The thing to pay attention to is the inner_hits field of each hit - the _source directly inside each hit is just the first document encountered for each project_id. So for example, for the first result, you'd look at the value of .hits.hits[0].inner_hits.most_recent.hits.hits[0]._source, for the second, .hits.hits[1].inner_hits.most_recent.hits.hits[0]._source, and so on.

Does that help get you what you need?

It's also worth noting that Elasticsearch does support a limited subset of SQL, although I don't think that it would be helpful in this case as it doesn't support the necessary GROUP BY functions (yet), but it may be helpful as you explore Elasticsearch.

4 Likes

Hi Gordon,
Thank you for the response, appreciate your effort.

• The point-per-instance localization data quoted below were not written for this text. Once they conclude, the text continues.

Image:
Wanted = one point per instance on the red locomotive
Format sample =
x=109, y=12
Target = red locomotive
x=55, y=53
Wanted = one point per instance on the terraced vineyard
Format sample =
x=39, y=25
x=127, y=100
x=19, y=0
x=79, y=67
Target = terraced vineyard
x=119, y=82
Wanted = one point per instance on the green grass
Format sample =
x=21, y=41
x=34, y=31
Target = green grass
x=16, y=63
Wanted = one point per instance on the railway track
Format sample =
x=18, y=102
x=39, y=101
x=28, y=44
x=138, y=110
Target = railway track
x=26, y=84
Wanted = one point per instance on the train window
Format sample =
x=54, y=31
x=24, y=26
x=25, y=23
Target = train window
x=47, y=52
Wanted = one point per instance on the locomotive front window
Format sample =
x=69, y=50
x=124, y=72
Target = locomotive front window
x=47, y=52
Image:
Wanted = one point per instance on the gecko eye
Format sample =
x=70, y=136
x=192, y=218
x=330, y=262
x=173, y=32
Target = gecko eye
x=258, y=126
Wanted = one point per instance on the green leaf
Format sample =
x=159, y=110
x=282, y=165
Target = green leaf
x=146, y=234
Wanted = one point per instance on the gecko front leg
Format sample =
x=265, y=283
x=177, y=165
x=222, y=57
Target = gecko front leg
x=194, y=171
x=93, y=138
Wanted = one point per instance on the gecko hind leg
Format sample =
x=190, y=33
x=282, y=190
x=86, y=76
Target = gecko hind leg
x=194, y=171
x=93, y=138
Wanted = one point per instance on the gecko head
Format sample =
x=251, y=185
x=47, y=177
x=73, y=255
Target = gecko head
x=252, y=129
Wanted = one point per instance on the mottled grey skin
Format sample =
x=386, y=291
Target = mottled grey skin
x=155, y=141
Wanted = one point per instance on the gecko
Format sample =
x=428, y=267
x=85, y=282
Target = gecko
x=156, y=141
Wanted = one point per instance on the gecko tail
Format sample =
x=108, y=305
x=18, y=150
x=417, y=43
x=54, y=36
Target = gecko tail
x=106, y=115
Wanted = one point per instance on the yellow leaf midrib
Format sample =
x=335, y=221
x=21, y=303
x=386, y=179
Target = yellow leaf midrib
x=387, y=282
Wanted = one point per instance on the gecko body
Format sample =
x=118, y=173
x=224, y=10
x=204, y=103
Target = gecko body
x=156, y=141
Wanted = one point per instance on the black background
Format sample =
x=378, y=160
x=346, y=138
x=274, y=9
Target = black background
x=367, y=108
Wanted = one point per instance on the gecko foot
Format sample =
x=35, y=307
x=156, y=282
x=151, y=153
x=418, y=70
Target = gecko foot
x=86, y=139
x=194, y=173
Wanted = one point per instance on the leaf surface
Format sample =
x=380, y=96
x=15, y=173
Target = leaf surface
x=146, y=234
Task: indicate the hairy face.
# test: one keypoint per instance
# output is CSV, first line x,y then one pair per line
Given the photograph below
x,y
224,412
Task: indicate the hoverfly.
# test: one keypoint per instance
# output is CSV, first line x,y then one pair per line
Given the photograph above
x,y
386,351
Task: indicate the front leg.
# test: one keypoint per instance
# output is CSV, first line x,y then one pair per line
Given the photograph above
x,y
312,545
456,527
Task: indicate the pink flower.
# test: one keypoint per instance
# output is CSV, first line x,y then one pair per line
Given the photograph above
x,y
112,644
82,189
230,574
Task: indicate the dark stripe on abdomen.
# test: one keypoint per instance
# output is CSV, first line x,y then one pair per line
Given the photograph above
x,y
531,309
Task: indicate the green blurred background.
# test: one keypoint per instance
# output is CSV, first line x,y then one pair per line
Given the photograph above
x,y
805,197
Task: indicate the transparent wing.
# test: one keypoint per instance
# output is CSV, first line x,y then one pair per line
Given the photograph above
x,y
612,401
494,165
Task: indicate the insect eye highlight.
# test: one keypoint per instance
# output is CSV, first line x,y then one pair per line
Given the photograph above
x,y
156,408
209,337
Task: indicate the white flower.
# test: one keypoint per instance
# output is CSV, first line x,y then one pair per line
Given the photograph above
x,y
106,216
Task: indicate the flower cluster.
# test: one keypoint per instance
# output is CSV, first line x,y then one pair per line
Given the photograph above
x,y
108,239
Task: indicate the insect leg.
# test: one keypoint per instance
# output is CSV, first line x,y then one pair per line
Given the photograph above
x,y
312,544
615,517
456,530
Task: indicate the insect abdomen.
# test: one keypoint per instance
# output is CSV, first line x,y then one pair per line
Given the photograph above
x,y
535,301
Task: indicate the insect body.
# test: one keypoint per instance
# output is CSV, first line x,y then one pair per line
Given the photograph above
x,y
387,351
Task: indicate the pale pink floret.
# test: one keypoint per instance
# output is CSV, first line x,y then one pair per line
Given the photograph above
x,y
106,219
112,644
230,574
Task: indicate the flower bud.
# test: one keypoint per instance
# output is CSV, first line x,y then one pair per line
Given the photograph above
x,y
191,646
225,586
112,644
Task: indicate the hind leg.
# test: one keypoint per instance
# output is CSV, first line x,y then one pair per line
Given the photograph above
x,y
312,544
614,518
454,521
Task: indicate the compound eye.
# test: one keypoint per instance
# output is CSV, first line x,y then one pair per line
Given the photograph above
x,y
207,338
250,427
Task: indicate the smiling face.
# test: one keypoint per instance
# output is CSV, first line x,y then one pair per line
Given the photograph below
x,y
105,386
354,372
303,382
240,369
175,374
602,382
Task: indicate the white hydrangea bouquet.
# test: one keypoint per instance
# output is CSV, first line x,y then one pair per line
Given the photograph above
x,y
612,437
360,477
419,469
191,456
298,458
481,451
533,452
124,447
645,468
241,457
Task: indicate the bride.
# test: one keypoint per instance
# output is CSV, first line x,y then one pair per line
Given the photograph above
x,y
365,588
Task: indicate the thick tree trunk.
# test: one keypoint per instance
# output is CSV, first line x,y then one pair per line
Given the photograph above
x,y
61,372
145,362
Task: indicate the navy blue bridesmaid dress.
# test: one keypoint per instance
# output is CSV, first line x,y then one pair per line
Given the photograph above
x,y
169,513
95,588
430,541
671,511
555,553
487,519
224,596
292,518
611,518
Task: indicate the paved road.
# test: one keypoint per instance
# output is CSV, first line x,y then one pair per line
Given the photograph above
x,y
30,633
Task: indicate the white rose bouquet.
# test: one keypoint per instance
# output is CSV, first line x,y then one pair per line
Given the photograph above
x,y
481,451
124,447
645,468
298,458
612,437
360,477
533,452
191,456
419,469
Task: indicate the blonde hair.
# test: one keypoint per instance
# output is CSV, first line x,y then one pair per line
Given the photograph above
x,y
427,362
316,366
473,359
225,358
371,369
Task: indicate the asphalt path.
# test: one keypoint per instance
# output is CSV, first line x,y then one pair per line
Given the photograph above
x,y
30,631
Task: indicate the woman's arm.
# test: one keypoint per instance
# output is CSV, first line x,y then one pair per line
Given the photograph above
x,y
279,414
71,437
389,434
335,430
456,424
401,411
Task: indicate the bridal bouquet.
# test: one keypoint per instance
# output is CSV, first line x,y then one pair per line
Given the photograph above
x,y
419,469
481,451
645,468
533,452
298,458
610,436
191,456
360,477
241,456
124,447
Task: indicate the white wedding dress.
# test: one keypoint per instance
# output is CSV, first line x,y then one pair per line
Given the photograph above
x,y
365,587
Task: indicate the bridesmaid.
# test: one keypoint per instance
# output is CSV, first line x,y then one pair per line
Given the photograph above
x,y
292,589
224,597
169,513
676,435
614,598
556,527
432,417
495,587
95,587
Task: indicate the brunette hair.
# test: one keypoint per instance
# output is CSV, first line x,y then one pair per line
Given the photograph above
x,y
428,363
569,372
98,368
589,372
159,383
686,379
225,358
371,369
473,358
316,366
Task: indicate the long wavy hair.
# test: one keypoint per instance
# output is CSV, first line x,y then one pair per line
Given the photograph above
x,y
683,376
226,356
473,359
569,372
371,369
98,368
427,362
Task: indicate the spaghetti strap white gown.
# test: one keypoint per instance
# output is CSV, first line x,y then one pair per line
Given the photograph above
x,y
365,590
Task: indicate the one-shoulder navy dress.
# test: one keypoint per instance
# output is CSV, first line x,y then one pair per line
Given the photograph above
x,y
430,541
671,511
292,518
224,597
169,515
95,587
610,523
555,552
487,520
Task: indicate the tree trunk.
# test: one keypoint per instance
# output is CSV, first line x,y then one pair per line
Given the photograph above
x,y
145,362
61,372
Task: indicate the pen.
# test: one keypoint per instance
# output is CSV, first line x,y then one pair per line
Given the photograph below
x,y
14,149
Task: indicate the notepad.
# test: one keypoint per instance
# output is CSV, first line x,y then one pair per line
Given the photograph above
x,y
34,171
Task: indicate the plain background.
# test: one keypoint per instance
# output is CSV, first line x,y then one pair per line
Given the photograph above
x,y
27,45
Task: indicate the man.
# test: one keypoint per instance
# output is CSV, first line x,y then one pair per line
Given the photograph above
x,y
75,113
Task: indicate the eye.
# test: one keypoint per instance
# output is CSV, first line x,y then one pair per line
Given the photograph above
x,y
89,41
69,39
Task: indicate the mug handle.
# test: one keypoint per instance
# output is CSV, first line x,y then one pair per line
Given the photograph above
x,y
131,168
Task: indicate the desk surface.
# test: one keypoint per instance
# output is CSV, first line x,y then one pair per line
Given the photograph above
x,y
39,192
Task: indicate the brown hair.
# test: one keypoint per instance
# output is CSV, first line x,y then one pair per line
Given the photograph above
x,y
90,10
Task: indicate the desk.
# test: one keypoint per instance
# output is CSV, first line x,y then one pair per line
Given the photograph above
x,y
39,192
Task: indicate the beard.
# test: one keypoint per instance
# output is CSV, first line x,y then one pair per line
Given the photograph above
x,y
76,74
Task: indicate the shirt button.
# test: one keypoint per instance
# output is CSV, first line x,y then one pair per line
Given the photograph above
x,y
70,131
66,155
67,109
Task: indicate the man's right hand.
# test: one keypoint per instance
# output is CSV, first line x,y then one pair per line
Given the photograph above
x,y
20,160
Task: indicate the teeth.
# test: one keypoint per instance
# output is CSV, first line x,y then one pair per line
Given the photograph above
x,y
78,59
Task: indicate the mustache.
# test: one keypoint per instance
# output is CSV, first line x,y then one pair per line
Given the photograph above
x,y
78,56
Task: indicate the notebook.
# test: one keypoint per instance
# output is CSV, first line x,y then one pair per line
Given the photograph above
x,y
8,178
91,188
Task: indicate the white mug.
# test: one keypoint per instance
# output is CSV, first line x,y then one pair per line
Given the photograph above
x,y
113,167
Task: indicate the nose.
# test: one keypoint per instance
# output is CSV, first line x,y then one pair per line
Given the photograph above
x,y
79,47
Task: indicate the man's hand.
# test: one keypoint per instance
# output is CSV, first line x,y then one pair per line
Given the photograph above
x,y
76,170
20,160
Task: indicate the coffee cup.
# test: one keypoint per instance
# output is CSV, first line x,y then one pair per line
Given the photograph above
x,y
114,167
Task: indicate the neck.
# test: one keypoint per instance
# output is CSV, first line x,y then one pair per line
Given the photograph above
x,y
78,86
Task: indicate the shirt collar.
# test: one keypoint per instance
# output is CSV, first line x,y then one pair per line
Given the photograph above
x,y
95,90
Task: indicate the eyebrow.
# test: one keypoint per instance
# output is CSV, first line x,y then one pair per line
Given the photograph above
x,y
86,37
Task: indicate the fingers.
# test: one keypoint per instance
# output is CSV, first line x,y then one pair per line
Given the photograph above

It is the second scenario that we're interested in -retrieving the most recent document for all projects.

I've not come across collapsing before, I'll spend some time getting my head around it to see if it will do the trick.

At least I know now that we're not missing an obvious solution!

Thanks

This topic was automatically closed 28 days after the last reply. New replies are no longer allowed.